From an energy standpoint, autonomous driving is more efficient since the vehicle is “hypermiling the entire time … and imagine if your vehicle knows the stop light ahead is going to be red before you get there …”
|“The real danger is the failure of our imagination.”|
Nevada and Florida (AB 511 and CS/HB 1207) have approved legislation that provides the legislative intent to safely develop the operation of motor vehicles with autonomous technology on the public roads of their respective states but doesn’t give authorization to deploy the vehicles until the technical and legal issues are better understood. The California state Senate has approved a similar measure (SB 1298).
The bill content varies by state but both states require a human to be in the vehicle during operation.
In Florida’s case, the legislation was approved by the Governor on 13 April 2012 and directs the State’s Department of Highway Safety for Motor Vehicles to prepare a report for the legislature on the safe operation of autonomous vehicles no later than 12 February 2014.
Nevada defines “Artificial intelligence” to mean the use of computers and related equipment to enable a machine to duplicate or mimic the behavior of human beings” and “autonomous vehicles” to mean a motor vehicle that uses artificial intelligence, sensors and global positioning system coordinates to drive itself without the active intervention of a human operator”.
Although the legal language is still very preliminary, Google hopes that ultimate legal responsibility and liability for the vehicle will stay with the owner but “as any third-grader will tell you, if the robot makes a mistake, it’s the robot’s fault”.
Failure modes and orange barrels. Google’s autonomous vehicles still have areas where they want to improve. Construction zones and joggers provide special challenges. Google is enthusiastically looking for worst case samples of each situation to develop their software. Levandowski showed a video of a narrow, winding CA road full of runners which they use for software development.
Google understands that there is always the risk of system failure and is especially concerned about a failure of a key sensor. There is going to be redundancy among the sensors but for some situations they want the driver to be able to take over in such a situation but they realize it can’t be instantaneous. They’re working on the appropriate window but they expect it to be on the order of 10-20 seconds.

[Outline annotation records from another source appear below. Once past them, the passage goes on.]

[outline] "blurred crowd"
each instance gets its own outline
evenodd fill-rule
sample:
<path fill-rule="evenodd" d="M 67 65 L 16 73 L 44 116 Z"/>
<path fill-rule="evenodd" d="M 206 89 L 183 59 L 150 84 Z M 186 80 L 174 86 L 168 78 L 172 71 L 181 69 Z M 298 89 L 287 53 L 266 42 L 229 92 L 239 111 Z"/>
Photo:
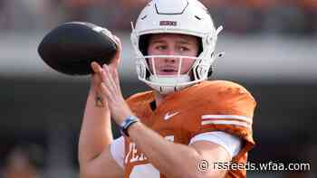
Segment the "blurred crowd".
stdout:
<path fill-rule="evenodd" d="M 316 0 L 201 0 L 225 30 L 238 34 L 316 34 Z M 149 0 L 1 0 L 0 30 L 52 28 L 88 21 L 130 31 Z"/>

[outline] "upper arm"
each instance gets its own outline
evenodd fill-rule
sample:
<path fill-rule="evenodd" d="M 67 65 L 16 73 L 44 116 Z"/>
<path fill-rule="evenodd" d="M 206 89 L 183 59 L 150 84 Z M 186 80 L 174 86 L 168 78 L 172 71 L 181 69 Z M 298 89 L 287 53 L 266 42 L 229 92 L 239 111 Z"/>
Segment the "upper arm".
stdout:
<path fill-rule="evenodd" d="M 113 153 L 113 145 L 115 146 L 124 146 L 120 145 L 123 144 L 122 142 L 118 142 L 118 138 L 114 140 L 111 145 L 109 145 L 100 155 L 95 159 L 81 164 L 81 178 L 91 178 L 91 177 L 122 177 L 123 176 L 123 165 L 120 164 L 118 160 L 118 155 L 123 153 Z M 112 147 L 112 153 L 111 153 Z M 117 149 L 116 149 L 117 150 Z M 123 155 L 122 155 L 123 156 Z M 122 163 L 123 164 L 123 163 Z"/>

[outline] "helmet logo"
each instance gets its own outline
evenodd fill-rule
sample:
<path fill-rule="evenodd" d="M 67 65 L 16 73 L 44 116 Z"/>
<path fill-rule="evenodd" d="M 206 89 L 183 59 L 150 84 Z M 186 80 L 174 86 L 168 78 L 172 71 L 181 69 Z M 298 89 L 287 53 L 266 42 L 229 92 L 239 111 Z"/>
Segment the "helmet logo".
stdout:
<path fill-rule="evenodd" d="M 177 26 L 178 22 L 176 21 L 159 21 L 159 26 Z"/>

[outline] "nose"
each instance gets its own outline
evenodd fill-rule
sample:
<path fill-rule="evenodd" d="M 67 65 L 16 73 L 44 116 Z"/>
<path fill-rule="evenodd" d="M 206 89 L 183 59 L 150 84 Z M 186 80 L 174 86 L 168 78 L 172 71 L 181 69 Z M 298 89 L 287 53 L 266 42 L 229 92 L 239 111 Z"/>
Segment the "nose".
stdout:
<path fill-rule="evenodd" d="M 169 49 L 166 52 L 165 55 L 176 55 L 174 50 Z M 175 58 L 164 58 L 164 61 L 166 63 L 175 63 L 176 62 L 176 59 Z"/>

|“There are as many views on this technology as there are car brands,” |
“Google doesn’t want to make cars” and is looking for partners to deploy the technology, Levandowski said. In addition to working with state legislators and NHSTA on policy and regulation they’ve also been in talk with insurance companies. Google believes they’ll be able to provide evidence that “actuaries can use to reduce insurance rates” to apply to vehicles while they’re being operated in autonomous mode.
Google has talked to various original equipment manufacturers (OEM) individually about the technology with various responses; Google has also been talking to the Auto Alliance—an industry wide group.
To accelerate the deployment of the technology, Google is exploring retrofitting existing vehicles. To prevent opposition from the OEM’s legal departments about third-party modifications, the Florida legislation explores provisions to protect the original equipment manufacturer from lawsuits if a third party converts their vehicle into autonomous drive.
Levandowski believes strongly in implementing the technology quickly: “the most important thing a computer can do over the next ten years is drive a car” and start reducing the 32,788 traffic fatalities a year in the US.